Popular understanding of LightGBM algorithm

Machine learning is one of the fastest growing fields in the world, and a series of new algorithms are often released. Recently, it was discovered that a boosting framework introduced by Microsoft – LightGBM , has been widely used in kaggle data competitions. It seems that it wants to challenge The status of xgboost in the rivers and lakes, but for data mining (competition) enthusiasts, there is another good tool. This article will introduce in an easy-to-understand way what is the LightGBM algorithm and how to use LightGBM for actual combat?

What is LightGBM?

LightGBM is a gradient boosting framework using decision trees based learning algorithms. It is designed to be distributed and efficient, with the following advantages:

  • Faster Training Efficiency

  • low memory usage

  • better accuracy

  • Supports parallel learning and GPU learning

  • Can handle large-scale data

  • Categorical feature support

With the increasing amount of data, the running speed of traditional data science algorithms can't keep up with the rhythm. However, LightGBM's high speed and support for GPU learning make data scientists widely use this algorithm for the development of data science applications.

How is it different from other tree-based algorithms?

The LightGBM algorithm grows the tree vertically, while other algorithms grow the tree horizontally, which means that the LightGBM algorithm grows in the order of leaves, while other algorithms grow in horizontal order, it will choose the leaf with the largest loss to grow, and when growing on the same leaf, split leaves Algorithm reduces loss more than layered algorithm.

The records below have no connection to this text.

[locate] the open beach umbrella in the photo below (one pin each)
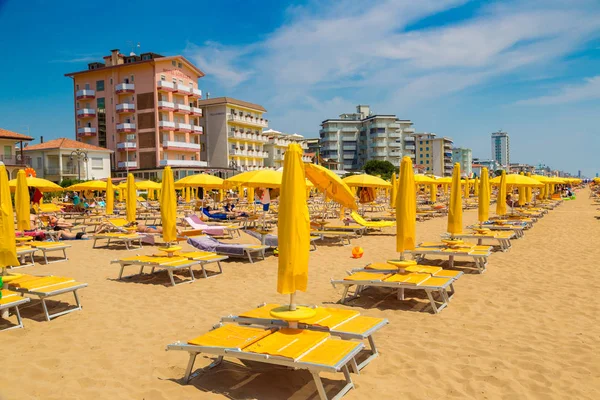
(131, 199)
(22, 202)
(8, 246)
(293, 227)
(455, 208)
(406, 208)
(168, 207)
(501, 197)
(483, 209)
(365, 180)
(330, 184)
(110, 197)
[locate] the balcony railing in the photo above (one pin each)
(85, 94)
(125, 88)
(183, 163)
(86, 131)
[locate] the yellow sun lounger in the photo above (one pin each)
(44, 287)
(130, 240)
(346, 324)
(10, 300)
(308, 350)
(401, 281)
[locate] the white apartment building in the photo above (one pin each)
(501, 149)
(353, 139)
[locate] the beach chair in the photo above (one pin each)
(44, 287)
(181, 261)
(10, 299)
(210, 244)
(130, 240)
(313, 351)
(49, 247)
(401, 281)
(345, 324)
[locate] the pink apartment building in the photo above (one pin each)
(144, 108)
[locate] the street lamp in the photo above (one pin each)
(80, 155)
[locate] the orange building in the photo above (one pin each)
(144, 108)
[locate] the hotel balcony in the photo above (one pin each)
(166, 105)
(127, 146)
(248, 120)
(165, 86)
(183, 163)
(86, 113)
(196, 93)
(85, 94)
(126, 127)
(166, 125)
(127, 164)
(183, 127)
(182, 109)
(125, 88)
(181, 146)
(125, 108)
(183, 89)
(86, 131)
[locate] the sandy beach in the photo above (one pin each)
(525, 329)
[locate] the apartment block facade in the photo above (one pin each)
(353, 139)
(144, 108)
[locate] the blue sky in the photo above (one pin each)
(454, 67)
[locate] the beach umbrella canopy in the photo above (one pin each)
(455, 207)
(501, 198)
(365, 180)
(89, 185)
(42, 185)
(406, 208)
(483, 209)
(200, 180)
(22, 202)
(330, 184)
(293, 226)
(8, 246)
(131, 199)
(168, 207)
(110, 197)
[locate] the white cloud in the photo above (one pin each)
(588, 90)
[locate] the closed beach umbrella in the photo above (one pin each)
(168, 207)
(501, 198)
(131, 200)
(406, 208)
(8, 246)
(22, 202)
(483, 211)
(455, 208)
(110, 197)
(293, 226)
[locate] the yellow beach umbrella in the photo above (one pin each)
(8, 246)
(293, 227)
(168, 207)
(501, 198)
(483, 209)
(22, 202)
(365, 180)
(330, 184)
(455, 208)
(406, 208)
(110, 197)
(131, 200)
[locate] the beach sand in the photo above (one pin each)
(526, 329)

The following figure can intuitively see the main difference between LightGBM and other boosting algorithms:
how LightGBM worksHow other boosting algorithm works

LightGBM is easy to overfit small data, and it is not recommended to use LightGBM on small data sets. It is generally recommended to use it only for data with more than 10000 rows.

The use of LightGBM is actually simple. The only complicated thing is parameter adjustment. LightGBM includes more than 100 parameters, but don't worry, we don't need to learn all the parameters.

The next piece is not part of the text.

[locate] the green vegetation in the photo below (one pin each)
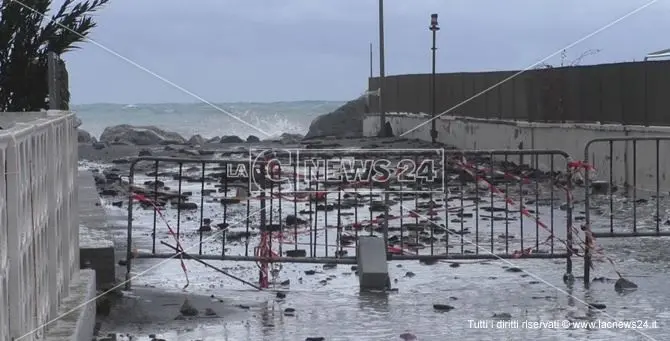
(26, 38)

Parameter explanation and tuning

Control Parameters control parameters
  • num_leaves : This parameter is used to set the number of leaf nodes formed in the tree. Theoretically, num_leaves = 2^(max_depth). However, this is not a good estimation case, for LightGBM, num_leaves must be less than 2 ^ (max_depth) , otherwise it may lead to overfitting;

max_depth: The maximum depth of the tree. This parameter is used to deal with model overfitting, any time you feel that your model is overfitted, you should first consider reducing the maximum depth.

min_data_in_leaf: This is the minimum number of records a leaf node may have. The default is an optimal value of 20. It is also used to deal with over fitting.

early_stopping_round: This parameter can help you speed up the analysis. If a metric in a validation data does not improve in the last round of stopping, the model will stop training, which can reduce the number of iterations of the model.

lambda: regularization. Typical values ​​range from 0 to 1.

Core Parameters core parameters

application : This is the most important parameter, which specifies the application of the model, including regression and classification problems. Lightgbm treats the model as a regression model by default.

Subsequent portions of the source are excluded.